A second proposal reviewed by the DSM-5 Steering Committee asked for the addition of a new diagnostic category for Suicidal Behavior. The Committee agreed that it would be beneficial for clinicians to be able to document suicidal behavior as part of a diagnostic evaluation. However, it decided that, rather than constituting a new diagnosis, suicidal behavior was more accurately viewed as a clinically significant behavior that could occur in the context of a wide variety of diagnoses or in the absence of a diagnosis. Hence, the decision was made to include it in Other Conditions That May Be a Focus of Clinical Attention, along with a parallel category for Nonsuicidal Self-Injury. This change was approved and will be included in both the DSM-5-TR and the online version.
Reflections on the Iterative Revision Process
When this process began, it was unclear whether the research and clinical communities would collaboratively generate and assemble enough data to support an empirical approach to revision of the DSM. Our experience to date suggests that—at least when there is a sufficiently committed group of researchers and clinicians, as was true for the PGD adoption and the revisions to ARFID—the process can yield an outcome reflecting both a rigorous assessment of the data and the views of the relevant research and clinical communities. The process works best when major groups in the field reach consensus before submitting proposals. Several research consortia are currently developing proposals that include data and clinical experience from multiple research groups in the United States and internationally. This is a welcome development because these proposals will reflect the views of several research groups, and the probability that the proposal will have appropriate supporting data is increased. As noted above, most proposals we received could not be reviewed because of insufficient data.

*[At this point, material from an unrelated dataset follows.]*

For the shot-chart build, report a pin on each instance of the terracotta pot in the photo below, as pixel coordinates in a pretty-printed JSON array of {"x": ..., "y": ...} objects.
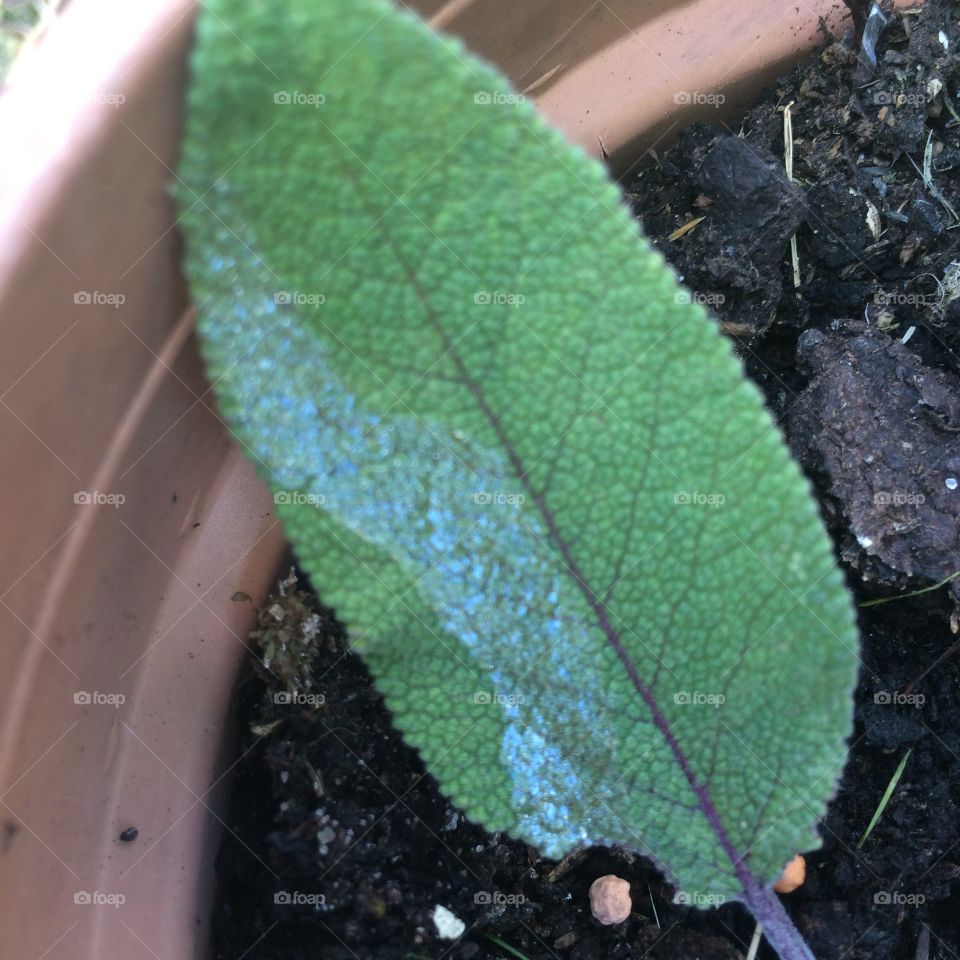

However, our experience to date also points to inevitable limitations of a data-driven revision process. Even when enough data exist to support the validity of a proposed new diagnosis, studies often used somewhat different diagnostic criteria, with the result that data on the reliability with which a new criterion set can be applied are often lacking. Without substantial external funding, few research groups can conduct the large-scale studies needed to validate new disorders or even to support revisions to existing ones. Although our experience has supported the value of the strong empirical approach adopted, we recognize that extrapolation from existing data is often required and that the application of judgment is unavoidable.
Finally, the jury is still out on whether a process that relies only on proposals from the field will be sufficiently robust and comprehensive to serve as the exclusive mechanism for updating the DSM. It remains to be seen whether coalitions of researchers would be willing to compile the data needed to support, for example, the deletion of an outmoded category. It also remains unclear how well the process will work for the creation of a diagnosis for a relatively rare syndrome that might deserve recognition but for which supporting data will be difficult to assemble. Perhaps resources will be needed for the DSM-5 Steering Committee to survey the research literature and, where appropriate, to prepare proposals for new disorders or revised criteria, as was envisioned in the original workgroup proposal. We therefore recognize that our current approach may need to be modified or augmented on the basis of additional experience.